The Parker Road–Charlotte River Bridge, also known as the 10 Mile Road–Charlotte River Bridge, is a bridge building located on Parker Road (now East 10-Mile Road) over the Charlotte River in Bruce Township, Michigan. It was listed on the National Register of Historic Places in 2000.

==Description==
The Parker Road–Charlotte River Bridge is a three-panel, rigid-connected Warren Pony Truss bridge; the structural members of the bridge are made pairs of steel angles connected back-to-back, rather than the more traditional box beams.
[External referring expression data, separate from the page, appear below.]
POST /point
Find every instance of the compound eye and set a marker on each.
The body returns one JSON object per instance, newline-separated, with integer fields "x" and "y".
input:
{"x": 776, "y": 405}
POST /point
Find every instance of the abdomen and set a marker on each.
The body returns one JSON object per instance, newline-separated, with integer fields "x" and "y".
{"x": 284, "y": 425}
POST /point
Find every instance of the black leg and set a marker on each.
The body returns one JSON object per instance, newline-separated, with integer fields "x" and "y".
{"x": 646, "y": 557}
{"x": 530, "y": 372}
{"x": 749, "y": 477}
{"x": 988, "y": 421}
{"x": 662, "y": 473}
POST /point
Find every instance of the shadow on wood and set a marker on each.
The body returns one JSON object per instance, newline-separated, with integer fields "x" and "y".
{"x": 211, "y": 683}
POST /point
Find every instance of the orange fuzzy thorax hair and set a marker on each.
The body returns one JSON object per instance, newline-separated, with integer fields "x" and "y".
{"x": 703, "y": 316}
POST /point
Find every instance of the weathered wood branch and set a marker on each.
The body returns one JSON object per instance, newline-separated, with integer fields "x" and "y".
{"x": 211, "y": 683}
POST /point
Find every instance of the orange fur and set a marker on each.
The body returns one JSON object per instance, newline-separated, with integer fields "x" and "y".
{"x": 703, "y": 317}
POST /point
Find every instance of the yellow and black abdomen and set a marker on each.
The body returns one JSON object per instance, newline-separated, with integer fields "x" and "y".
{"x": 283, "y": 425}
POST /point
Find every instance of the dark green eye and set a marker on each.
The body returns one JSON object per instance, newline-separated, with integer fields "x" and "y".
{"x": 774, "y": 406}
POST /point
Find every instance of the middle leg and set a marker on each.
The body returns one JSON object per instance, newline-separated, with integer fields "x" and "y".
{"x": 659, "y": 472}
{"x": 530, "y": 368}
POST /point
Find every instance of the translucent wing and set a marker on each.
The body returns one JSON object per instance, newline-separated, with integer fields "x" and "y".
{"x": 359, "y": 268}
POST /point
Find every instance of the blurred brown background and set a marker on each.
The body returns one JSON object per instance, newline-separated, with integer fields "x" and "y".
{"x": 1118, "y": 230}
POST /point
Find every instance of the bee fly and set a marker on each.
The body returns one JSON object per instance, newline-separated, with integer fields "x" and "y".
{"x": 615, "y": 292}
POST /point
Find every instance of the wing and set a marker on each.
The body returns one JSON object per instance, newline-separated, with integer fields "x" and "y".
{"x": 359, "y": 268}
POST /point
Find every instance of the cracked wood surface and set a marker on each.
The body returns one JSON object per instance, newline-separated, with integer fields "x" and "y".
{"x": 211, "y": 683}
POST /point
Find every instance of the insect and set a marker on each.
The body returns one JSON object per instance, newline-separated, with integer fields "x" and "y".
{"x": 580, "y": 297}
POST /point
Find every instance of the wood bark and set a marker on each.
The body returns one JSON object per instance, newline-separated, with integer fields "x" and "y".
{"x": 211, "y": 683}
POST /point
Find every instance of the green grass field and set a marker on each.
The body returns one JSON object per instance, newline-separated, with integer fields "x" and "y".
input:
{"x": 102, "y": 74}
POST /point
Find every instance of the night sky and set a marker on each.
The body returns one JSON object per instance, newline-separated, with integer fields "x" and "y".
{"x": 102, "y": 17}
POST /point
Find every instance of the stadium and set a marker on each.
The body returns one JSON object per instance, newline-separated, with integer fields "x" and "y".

I-beams supporting the wooden deck are bolted to the upright truss. The bridge spans 51.8 ft with a width of 16.4 ft, and sits on concrete abutments with angled wingwalls. The span has been recently braced with timber pilings in the center, but otherwise is relatively unchanged. The bridge is closed to traffic and is no longer maintained.

==Historic context==
In the era before standard bridge designs were drafted by the Michigan State Highway Department, local road commissions were tempted to reduce costs by using lighter two-angle superstructure elements, as in this bridge. This bridge was built in 1914 by the Minneapolis Bridge Company, likely at the behest of the Bruce Township Board. It is the only example of this type of two-angle superstructure truss bridge in Michigan that has been definitively dated.